Let $f\left(x\right)={\left(\frac{1}{x}\right)}^x$.

$f\left(x\right)={\left(\frac{1}{x}\right)}^x$

$\Rightarrow \log f\left(x\right)=\log {\left(\frac{1}{x}\right)}^x$

$\Rightarrow \log f\left(x\right)=x\log \left(\frac{1}{x}\right)$

$\Rightarrow \log f\left(x\right)=-x\log x$

Differentiating both sides with respect to x, we get

$\frac{1}{f\left(x\right)}\times f\text{'}\left(x\right)=-\left(x\times \frac{1}{x}+\log x\times 1\right)$

$\Rightarrow f\text{'}\left(x\right)=-{\left(\frac{1}{x}\right)}^x\left(1+\log x\right)$ .....(1)

For maxima or minima,

$f\text{'}\left(x\right)=0$

$\Rightarrow -{\left(\frac{1}{x}\right)}^x\left(1+\log x\right)=0$

$\Rightarrow 1+\log x=0\left[{\left(\frac{1}{x}\right)}^x>0\right]$

$\Rightarrow \log x=-1$

$\Rightarrow x=e^{-1}=\frac{1}{e}$

Now,

$f\text{'}\text{'}\left(x\right)=-\left[{\left(\frac{1}{x}\right)}^x\times \frac{1}{x}+\left(1+\log x\right)\times \left\{-{\left(\frac{1}{x}\right)}^x\left(1+\log x\right)\right\}\right]$ [Using (1)]

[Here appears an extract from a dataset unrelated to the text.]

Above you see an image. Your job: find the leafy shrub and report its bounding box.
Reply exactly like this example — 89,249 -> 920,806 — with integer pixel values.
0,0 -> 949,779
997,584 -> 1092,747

$\Rightarrow f\text{'}\text{'}\left(\frac{1}{e}\right)=-\left[{\left(e\right)}^{\frac{1}{e}}\times e+\left(1+\log \frac{1}{e}\right)\times \left\{-{\left(e\right)}^{\frac{1}{e}}\left(1+\log \frac{1}{e}\right)\right\}\right]$ $\left(\log \frac{1}{e}=\log e^{-1}=-1\right)$

$\Rightarrow f\text{'}\text{'}\left(\frac{1}{e}\right)=-e^{\frac{1}{e}+1}-0=-e^{\frac{1}{e}+1}$

$\Rightarrow f\text{'}\text{'}\left(\frac{1}{e}\right)<0$

So, $x=\frac{1}{e}$ is the point of local maximum of f(x).

∴ Maximum value of f(x) = ${\left(\frac{1}{{\displaystyle \frac{1}{e}}}\right)}^{\frac{1}{e}}=e^{\frac{1}{e}}$

Thus, the maximum value of ${\left(\frac{1}{x}\right)}^x$ is $e^{\frac{1}{e}}$.

Hence, the correct answer is option (c).